Confidentiality and Informed Consent
Protection of the privacy of survey respondents is a core tenet of responsible research practice that begins with obtaining their informed consent.
Informed consent is the formal agreement by an individual who participates in the proposed research project. Human subjects involved in a project must participate willingly and be adequately informed about the research. The informed consent agreement must include a statement describing how the confidentiality of records identifying the subject will be maintained. It is important that an informed consent agreement be written in a way that does not unduly limit an investigator's discretion to share data with the research community.
Confidentiality and IRBs
IRBs take different approaches to secondary analysis of public-use datasets such as those distributed on ICPSR's website. Some require IRB review of proposals to analyze these data. Others exempt projects involving secondary analysis of existing datasets from preapproved sources, such as ICPSR. Others are establishing their own policies to address these issues. More
Levels of Access
Sometimes data cannot be modified to protect confidentiality without significantly compromising the research potential of the data. In these cases, access to the data is limited and stringent confidentiality safeguards are imposed.

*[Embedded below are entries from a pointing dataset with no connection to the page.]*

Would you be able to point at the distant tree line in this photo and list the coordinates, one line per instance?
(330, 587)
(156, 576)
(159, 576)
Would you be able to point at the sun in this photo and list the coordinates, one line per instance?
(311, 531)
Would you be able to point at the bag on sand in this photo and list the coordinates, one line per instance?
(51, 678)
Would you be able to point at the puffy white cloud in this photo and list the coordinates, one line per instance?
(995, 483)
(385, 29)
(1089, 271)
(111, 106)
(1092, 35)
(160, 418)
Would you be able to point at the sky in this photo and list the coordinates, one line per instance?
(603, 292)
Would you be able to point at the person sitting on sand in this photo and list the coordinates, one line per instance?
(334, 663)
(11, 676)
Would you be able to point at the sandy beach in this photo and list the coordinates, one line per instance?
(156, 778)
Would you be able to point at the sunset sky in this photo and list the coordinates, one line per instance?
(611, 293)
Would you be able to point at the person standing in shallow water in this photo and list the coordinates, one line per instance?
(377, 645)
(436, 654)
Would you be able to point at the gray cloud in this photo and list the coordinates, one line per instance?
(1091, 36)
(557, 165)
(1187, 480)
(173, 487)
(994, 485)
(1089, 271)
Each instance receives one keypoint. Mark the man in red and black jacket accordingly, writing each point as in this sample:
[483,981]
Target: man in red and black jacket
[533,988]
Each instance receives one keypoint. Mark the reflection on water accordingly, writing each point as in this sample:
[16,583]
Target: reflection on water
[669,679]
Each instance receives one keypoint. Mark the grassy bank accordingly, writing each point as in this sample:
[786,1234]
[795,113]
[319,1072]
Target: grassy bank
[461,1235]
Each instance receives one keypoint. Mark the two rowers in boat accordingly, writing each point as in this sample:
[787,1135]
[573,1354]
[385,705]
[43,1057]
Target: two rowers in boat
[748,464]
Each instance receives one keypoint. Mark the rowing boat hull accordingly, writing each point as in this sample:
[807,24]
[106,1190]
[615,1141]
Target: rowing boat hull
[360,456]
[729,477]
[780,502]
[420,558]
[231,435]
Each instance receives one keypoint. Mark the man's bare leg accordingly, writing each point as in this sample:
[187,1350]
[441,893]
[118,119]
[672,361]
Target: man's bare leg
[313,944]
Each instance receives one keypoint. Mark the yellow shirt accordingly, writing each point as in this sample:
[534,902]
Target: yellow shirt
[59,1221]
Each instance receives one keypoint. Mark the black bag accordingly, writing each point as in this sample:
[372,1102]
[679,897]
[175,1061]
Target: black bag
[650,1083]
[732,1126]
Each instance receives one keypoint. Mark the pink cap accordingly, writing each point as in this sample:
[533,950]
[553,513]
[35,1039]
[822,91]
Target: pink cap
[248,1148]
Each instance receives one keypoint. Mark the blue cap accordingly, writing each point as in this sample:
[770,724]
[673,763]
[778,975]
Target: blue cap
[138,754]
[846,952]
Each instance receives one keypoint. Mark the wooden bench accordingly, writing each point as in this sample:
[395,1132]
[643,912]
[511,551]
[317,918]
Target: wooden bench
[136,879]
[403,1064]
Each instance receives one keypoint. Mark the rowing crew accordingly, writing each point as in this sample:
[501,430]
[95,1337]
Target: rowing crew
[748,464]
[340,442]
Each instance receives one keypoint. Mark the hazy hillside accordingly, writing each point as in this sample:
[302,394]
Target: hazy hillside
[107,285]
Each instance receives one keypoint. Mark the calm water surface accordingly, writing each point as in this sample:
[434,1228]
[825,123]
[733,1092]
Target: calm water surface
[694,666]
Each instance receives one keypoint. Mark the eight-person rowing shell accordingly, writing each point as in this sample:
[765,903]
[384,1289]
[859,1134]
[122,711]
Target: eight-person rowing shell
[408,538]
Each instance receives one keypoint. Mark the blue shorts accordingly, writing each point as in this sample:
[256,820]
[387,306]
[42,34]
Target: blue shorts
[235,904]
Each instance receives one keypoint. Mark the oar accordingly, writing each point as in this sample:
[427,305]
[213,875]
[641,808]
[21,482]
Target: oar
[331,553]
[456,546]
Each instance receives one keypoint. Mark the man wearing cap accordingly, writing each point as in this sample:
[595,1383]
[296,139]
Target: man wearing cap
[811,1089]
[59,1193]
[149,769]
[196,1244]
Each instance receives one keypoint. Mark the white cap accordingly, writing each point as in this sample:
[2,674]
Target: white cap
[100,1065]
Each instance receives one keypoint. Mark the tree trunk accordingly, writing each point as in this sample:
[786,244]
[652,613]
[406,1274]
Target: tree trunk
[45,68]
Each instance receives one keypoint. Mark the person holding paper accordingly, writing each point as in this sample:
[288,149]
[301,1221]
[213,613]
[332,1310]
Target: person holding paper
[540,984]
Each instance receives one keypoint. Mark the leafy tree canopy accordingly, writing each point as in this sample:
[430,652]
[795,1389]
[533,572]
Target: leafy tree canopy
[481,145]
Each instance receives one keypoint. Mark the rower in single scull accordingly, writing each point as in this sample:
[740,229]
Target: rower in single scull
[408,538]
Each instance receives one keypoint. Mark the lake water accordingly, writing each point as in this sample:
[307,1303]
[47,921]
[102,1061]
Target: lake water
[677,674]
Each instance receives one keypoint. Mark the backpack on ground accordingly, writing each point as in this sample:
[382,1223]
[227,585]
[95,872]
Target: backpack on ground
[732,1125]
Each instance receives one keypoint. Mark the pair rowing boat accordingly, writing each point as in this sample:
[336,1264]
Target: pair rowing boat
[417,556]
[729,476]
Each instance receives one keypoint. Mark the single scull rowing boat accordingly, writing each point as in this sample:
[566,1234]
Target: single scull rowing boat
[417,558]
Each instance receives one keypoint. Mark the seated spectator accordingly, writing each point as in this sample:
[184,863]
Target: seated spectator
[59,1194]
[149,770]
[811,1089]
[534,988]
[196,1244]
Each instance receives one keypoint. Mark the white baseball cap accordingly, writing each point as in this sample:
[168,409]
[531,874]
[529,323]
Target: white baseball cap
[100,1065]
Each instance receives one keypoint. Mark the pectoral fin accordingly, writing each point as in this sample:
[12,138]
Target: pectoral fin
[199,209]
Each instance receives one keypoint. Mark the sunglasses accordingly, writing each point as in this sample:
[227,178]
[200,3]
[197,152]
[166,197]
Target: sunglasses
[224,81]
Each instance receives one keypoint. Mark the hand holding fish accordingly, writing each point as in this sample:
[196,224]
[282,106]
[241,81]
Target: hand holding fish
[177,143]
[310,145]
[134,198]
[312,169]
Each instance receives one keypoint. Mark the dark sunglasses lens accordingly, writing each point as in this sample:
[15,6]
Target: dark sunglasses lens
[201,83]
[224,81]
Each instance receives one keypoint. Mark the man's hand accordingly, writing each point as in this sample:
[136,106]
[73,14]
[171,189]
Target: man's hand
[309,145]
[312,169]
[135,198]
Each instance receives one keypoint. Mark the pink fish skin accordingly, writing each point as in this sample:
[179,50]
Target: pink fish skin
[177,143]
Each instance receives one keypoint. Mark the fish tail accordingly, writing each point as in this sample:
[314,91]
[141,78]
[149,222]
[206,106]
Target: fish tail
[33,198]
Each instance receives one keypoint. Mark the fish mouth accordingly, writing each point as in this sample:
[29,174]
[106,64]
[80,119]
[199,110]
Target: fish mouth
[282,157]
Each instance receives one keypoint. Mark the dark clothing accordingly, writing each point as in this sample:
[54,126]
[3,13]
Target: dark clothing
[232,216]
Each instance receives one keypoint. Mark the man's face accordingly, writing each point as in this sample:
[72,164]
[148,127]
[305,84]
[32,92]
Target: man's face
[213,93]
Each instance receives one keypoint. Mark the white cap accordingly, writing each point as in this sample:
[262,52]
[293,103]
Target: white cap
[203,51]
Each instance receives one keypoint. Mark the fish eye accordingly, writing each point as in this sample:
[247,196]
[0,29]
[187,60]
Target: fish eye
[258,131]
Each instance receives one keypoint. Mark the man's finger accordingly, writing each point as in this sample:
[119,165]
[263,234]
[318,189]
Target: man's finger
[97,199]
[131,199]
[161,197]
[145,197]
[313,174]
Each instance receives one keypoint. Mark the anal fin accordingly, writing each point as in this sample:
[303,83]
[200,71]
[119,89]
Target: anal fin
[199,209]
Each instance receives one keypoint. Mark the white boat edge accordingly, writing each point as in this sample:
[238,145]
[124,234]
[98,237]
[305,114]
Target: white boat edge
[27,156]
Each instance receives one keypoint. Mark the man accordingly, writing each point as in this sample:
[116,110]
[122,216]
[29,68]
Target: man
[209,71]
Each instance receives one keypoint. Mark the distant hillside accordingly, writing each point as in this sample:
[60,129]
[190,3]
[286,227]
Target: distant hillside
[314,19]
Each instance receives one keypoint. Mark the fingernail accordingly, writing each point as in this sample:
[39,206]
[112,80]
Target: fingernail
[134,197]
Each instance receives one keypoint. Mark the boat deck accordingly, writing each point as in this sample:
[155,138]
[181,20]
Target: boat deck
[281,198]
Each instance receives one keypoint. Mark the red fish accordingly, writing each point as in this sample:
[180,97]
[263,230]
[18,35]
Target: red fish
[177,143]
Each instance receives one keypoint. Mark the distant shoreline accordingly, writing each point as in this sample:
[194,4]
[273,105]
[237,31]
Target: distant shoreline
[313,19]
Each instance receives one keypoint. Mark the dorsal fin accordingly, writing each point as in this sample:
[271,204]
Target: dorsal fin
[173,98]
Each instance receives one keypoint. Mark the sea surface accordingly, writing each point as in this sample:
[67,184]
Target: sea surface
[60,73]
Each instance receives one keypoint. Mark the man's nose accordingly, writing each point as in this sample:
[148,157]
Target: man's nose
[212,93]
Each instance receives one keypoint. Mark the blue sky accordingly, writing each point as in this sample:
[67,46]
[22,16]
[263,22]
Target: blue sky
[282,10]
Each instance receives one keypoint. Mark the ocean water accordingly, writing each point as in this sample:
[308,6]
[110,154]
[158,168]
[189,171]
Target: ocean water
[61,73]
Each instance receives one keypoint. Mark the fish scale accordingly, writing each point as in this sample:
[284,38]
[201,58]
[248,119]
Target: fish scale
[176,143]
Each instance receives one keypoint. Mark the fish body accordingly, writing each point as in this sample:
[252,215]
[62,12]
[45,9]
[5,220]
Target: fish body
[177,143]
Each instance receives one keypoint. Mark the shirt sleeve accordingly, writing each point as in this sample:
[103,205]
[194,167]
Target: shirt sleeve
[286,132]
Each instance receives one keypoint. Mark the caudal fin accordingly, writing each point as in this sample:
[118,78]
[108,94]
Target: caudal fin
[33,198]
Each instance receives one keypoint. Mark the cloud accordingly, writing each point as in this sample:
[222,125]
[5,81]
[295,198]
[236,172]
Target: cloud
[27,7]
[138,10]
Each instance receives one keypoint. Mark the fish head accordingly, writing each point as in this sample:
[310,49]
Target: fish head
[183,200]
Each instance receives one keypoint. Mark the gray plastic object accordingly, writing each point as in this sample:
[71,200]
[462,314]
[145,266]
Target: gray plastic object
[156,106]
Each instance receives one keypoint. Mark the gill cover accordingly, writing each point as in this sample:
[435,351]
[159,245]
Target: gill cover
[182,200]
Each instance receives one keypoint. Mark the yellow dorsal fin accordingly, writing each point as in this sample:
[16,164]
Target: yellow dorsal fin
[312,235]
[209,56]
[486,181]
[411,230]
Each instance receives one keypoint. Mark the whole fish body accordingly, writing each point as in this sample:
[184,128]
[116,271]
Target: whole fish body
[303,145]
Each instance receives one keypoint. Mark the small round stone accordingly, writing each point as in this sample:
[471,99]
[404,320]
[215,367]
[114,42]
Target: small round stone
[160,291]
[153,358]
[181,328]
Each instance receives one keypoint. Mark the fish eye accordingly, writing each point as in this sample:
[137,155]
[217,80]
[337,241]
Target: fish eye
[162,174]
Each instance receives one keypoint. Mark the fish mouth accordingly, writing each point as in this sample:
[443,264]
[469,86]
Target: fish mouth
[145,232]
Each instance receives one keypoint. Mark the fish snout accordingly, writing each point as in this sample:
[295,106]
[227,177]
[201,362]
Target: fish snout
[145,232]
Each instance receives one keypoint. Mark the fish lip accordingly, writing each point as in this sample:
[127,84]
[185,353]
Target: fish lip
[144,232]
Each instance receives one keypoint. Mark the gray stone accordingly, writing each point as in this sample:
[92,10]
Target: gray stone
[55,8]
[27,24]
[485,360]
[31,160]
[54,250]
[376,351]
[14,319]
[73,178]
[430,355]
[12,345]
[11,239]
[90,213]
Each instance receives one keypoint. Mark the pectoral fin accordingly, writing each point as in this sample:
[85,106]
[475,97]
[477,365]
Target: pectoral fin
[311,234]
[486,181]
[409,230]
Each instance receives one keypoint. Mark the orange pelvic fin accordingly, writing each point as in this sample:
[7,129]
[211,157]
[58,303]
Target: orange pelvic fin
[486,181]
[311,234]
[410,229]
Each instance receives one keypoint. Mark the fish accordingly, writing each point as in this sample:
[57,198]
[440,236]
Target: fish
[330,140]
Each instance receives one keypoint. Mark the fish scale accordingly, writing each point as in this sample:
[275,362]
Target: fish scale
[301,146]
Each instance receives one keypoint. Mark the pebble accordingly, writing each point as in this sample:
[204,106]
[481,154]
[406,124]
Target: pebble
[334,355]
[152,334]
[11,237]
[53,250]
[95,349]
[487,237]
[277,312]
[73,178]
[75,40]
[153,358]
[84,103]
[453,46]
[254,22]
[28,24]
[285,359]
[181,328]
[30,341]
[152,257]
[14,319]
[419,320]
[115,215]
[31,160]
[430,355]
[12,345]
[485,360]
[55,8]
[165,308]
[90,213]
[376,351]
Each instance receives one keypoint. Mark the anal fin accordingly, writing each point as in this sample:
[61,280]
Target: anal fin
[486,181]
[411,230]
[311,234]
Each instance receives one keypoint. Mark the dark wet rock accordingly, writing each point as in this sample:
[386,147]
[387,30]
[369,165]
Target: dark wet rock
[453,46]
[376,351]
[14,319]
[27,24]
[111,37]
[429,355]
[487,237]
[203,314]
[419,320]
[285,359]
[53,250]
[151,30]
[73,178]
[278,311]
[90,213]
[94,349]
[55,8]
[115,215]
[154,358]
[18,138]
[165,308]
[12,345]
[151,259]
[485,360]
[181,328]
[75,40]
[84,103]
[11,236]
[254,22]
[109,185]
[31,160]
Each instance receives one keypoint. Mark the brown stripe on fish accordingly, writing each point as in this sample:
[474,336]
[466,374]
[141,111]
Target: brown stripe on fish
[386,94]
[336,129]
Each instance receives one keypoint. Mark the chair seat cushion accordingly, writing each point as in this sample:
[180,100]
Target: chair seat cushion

ICPSR has established two categories of limited access.
Restricted-Use Data are made available for research purposes for use by investigators who agree to stringent conditions for the use of the data and its physical safekeeping.
Enclave Data are those datasets which present especially acute confidentiality risks. They can be accessed only on-site in ICPSR's secure data enclave in Ann Arbor. Investigators must be approved. Their notes and analytic output are reviewed by ICPSR staff.